Thousands of fish found dead in dried-up river channel
Volunteers worked with buckets to save those still alive
The search is on to find answers to why so many fish have been found dead in a dried-up channel of the Deschutes River southwest of Bend.
Dropping water levels in the Deschutes trapped the fish in a channel near Lava Island resulted in the death of hundreds if not thousands of fish. But officials said water levels are routinely lowered at this time of year, and this result appeared to be new and unexpected.
Kim Brannock, who moved to Bend from Portland a few months ago, said she was running Thursday on the river trail when she noticed very little water between the banks.
"As I came up and noticed that the side channel, which is pretty significant when the water is coming through, was completely empty," Brannock said. "I knew that there had to be a lot of dead fish."
She was right: Piles of trout and whitefish could be seen up and down the dry channel.
"It broke my heart to see that many fish, also to see really like vibrant, really big trout too, that just laid there and suffered," Brannock said.
She added that several people had stopped to take pictures while others tried to save some of the fish from a pool of water that was badly depleted of oxygen.
After several calls to friends and family, Brannock and her husband, Lee, decided they would go back to the pool early Friday morning to try and save as many fish as possible.
"People were kind of laughing, 'Oh you're going to go down there and save a few fish.' I was like, 'Yeah, because it's about trying to make a difference,'" Brannock said.

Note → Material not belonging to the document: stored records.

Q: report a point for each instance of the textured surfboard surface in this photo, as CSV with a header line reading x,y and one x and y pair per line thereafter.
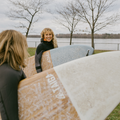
x,y
83,89
43,97
54,57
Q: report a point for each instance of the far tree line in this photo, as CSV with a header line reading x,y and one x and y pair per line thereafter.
x,y
94,13
98,36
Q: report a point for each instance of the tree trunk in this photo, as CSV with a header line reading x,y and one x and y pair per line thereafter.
x,y
71,33
92,38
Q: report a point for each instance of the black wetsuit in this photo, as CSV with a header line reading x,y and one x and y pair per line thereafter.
x,y
43,46
9,79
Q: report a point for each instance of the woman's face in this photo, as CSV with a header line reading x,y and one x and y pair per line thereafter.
x,y
48,36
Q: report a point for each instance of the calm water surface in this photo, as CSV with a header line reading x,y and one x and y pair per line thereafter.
x,y
100,44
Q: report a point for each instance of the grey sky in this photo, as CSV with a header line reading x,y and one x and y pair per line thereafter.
x,y
47,20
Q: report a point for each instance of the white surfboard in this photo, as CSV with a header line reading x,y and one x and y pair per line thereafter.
x,y
83,89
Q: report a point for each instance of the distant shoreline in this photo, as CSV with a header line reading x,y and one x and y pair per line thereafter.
x,y
98,36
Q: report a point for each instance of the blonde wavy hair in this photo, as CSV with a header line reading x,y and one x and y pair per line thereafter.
x,y
53,39
13,49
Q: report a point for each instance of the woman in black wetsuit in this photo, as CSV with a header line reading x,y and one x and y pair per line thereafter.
x,y
48,41
13,51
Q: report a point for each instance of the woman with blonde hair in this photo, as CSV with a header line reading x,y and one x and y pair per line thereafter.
x,y
48,41
13,51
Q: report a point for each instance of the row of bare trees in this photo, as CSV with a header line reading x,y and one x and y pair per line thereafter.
x,y
91,12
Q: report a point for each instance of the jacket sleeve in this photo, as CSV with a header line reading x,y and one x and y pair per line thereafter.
x,y
38,56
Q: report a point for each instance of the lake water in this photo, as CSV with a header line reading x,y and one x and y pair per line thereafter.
x,y
100,44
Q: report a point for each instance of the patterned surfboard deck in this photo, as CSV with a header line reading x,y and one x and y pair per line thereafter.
x,y
54,57
83,89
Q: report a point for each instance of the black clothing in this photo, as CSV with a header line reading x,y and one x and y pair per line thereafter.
x,y
43,46
9,79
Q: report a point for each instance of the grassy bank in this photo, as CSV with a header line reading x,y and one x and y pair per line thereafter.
x,y
115,115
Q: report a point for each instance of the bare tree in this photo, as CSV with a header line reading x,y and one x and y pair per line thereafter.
x,y
94,12
28,11
67,17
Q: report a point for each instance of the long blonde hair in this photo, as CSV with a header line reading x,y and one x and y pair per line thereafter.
x,y
53,39
13,49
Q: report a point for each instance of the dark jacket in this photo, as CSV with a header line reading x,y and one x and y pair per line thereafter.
x,y
43,46
9,79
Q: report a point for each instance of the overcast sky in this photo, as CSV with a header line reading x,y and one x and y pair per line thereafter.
x,y
47,20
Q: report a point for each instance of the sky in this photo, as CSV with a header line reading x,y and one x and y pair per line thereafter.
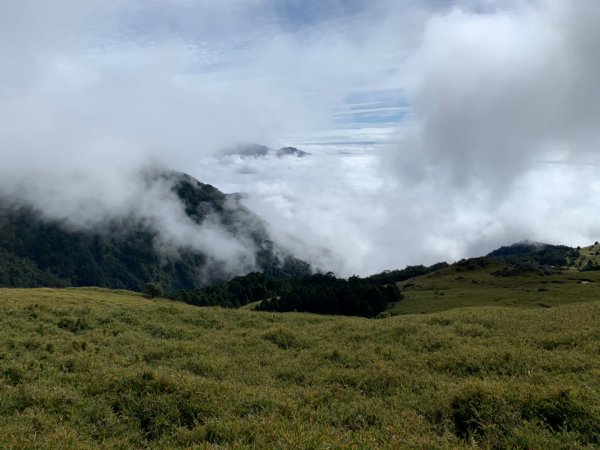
x,y
437,129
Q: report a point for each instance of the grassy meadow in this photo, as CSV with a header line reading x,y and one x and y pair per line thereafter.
x,y
93,368
483,282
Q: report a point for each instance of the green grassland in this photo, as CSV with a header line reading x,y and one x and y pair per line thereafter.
x,y
93,368
482,282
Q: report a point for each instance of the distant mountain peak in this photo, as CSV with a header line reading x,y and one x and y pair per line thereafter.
x,y
254,150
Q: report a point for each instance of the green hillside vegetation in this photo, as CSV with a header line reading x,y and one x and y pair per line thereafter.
x,y
317,293
92,368
122,254
486,282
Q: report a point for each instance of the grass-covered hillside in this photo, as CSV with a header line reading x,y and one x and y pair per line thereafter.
x,y
85,368
485,282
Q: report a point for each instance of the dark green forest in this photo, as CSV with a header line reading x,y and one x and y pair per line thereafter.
x,y
122,254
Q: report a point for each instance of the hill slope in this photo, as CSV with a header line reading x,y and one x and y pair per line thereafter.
x,y
83,368
488,282
124,253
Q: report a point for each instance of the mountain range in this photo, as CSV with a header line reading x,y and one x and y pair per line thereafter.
x,y
123,253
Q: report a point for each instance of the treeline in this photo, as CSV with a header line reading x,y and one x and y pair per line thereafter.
x,y
395,276
326,294
535,254
318,293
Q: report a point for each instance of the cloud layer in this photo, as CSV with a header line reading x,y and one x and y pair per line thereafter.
x,y
438,129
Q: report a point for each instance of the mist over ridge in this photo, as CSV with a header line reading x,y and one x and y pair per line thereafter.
x,y
436,131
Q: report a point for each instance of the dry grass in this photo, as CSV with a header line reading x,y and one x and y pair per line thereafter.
x,y
91,368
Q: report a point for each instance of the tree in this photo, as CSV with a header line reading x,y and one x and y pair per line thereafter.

Around 8:30 a.m. Friday, Brannock, her husband and daughter, along with a neighbor, hiked in to the pool.
"We found this pool shortly afterwards, which last night was at least like another 18 inches higher, and it was filled with fish," Brannock said.
For several hours Friday, the team, along with the Oregon Department of Fish and Wildlife, moved 500 to 600 fish from the shrinking pool, nearly a quarter of a mile to the main channel of the Deschutes. ODFW officials estimated there were about 3,000 whitefish and sculpin found dead in five pools that had gone or were going dry.
For the last few days, the water level has been dropping on the Central Oregon river.
"At the end of irrigation season, we'll drop reservoir outflows down to begin storing water through the storing season throughout the winter," said Oregon Water Resources Region Manager Kyle Gorman.
Water managers say because Wickiup Reservoir is so low, they are not releasing much downstream.
"Compared to the previous two years, we had to drop the outflow down to fulfill water rights," Gorman said.
The most puzzling thing: Water managers say they've done nothing different than in years past -- and they also noted this isn't the worst it's been, in terms of river levels.
"Hopefully, somebody will figure out what did happen (to the fish) this year, as to previous year,s and then find a solution so it doesn't happen again," Gorman said.
Many observers say it's the first time they've seen anything like this.
"I sort of consider this community all about wildlife and the outdoors," Brannock said. "It kind of feels like a dirty little secret to me. I'm kind of surprised, disappointed for sure."